Clausius discusses the example of the melting of ice, a classic example which is used in almost all chemistry books to this day, and explains a representation of the mechanical equivalent of work related to this energetic change mathematically:

The forces exerted upon one another by the molecules are not of so simple a kind that each molecule can be replaced by a mere point; for many cases occur in which it can be easily seen that we have not merely to consider the distances of the molecules, but also their relative positions. If we take, for example, the melting of ice, there is no doubt that interior forces, exerted by the molecules upon each other, are overcome, and accordingly increase of disgregation takes place; nevertheless the centers of gravity of the molecules are on the average not so far removed from each other in the liquid water as they were in the ice, for the water is the denser of the two.
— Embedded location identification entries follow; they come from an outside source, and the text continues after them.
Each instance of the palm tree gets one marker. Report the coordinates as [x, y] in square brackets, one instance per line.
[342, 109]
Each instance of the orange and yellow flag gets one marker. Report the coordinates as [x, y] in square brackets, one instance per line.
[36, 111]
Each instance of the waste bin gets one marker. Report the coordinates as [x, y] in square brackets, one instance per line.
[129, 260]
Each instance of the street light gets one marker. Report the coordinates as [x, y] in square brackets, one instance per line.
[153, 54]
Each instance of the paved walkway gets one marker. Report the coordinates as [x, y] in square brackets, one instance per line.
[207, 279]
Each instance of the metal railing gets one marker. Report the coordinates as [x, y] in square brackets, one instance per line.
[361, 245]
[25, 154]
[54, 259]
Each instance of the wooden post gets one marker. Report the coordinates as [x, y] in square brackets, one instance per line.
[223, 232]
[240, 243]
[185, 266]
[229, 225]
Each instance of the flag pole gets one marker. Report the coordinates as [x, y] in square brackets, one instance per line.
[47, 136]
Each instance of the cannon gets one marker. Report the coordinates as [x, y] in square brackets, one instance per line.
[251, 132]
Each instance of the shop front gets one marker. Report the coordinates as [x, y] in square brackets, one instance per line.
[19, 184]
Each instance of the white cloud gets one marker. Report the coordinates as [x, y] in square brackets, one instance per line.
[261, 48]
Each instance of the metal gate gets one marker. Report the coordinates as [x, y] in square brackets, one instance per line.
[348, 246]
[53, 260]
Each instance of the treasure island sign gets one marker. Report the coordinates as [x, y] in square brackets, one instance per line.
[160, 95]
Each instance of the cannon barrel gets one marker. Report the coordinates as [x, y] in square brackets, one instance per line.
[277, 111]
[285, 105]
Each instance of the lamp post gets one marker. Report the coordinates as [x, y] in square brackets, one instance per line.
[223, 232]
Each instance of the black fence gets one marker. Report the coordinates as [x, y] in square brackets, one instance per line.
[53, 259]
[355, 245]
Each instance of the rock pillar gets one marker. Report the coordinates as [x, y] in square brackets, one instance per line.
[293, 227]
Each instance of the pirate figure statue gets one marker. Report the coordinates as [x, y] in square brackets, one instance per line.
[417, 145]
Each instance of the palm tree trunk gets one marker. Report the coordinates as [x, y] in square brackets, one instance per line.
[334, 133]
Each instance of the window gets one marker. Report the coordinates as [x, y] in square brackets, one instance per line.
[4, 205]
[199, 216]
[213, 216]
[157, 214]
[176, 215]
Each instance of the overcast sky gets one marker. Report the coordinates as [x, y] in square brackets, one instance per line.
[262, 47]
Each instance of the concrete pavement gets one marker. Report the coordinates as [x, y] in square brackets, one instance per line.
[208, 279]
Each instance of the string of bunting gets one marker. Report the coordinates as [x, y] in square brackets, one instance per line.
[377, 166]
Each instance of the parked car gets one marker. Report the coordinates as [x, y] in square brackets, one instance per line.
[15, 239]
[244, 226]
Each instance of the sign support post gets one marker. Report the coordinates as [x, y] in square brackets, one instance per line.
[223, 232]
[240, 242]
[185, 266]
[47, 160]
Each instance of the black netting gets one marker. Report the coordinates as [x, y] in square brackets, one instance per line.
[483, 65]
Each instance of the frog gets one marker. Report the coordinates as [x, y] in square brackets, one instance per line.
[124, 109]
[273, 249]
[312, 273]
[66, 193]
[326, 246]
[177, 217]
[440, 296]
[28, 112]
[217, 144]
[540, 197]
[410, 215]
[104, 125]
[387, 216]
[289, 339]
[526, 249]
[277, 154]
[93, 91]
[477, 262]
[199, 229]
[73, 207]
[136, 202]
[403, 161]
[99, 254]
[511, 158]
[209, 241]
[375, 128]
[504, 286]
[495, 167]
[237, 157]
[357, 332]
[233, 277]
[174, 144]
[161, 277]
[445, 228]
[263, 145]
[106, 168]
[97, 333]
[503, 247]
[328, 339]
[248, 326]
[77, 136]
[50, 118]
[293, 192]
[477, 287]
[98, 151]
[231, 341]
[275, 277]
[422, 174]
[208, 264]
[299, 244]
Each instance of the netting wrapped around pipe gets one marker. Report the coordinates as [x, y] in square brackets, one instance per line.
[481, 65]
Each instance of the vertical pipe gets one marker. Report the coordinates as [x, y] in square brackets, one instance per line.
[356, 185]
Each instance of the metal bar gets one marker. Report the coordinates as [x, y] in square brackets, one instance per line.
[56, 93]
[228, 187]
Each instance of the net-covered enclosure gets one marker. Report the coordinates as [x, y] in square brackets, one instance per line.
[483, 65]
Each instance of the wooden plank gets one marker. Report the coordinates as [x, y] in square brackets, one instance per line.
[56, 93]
Again, the peculiar behaviour of water in contracting when heated above 0°C., and only beginning to expand when its temperature exceeds 4°, shows that likewise in liquid water, in the neighbourhood of its melting-point, increase of disgregation is not accompanied by increase of the mean distances of its molecules.

==Measurement==
As it is difficult to obtain direct measures of the interior forces that the molecules of the body exert on each other, Clausius states that an indirect way to obtain quantitative measures of what is now called entropy is to calculate the work done in overcoming internal forces:

In the case of the interior forces, it would accordingly be difficult—even if we did not want to measure them, but only to represent them mathematically—to find a fitting expression for them which would admit of a simple determination of the magnitude. This difficulty, however, disappears if we take into calculation, not the forces themselves, but the mechanical work which, in any change of arrangement, is required to overcome them. The expressions for the quantities of work are simpler than those for the corresponding forces; for the quantities of work can be all expressed, without further secondary statements, by the numbers which, having reference to the same unit, can be added together, or subtracted from one another, however various the forces may be to which they refer.

It is therefore convenient to alter the form of the above law by introducing, instead of the forces themselves, the work done in overcoming them. In this form it reads as follows:

The mechanical work which can be done by heat during any change of the arrangement of a body is proportional to the absolute temperature at which this change occurs.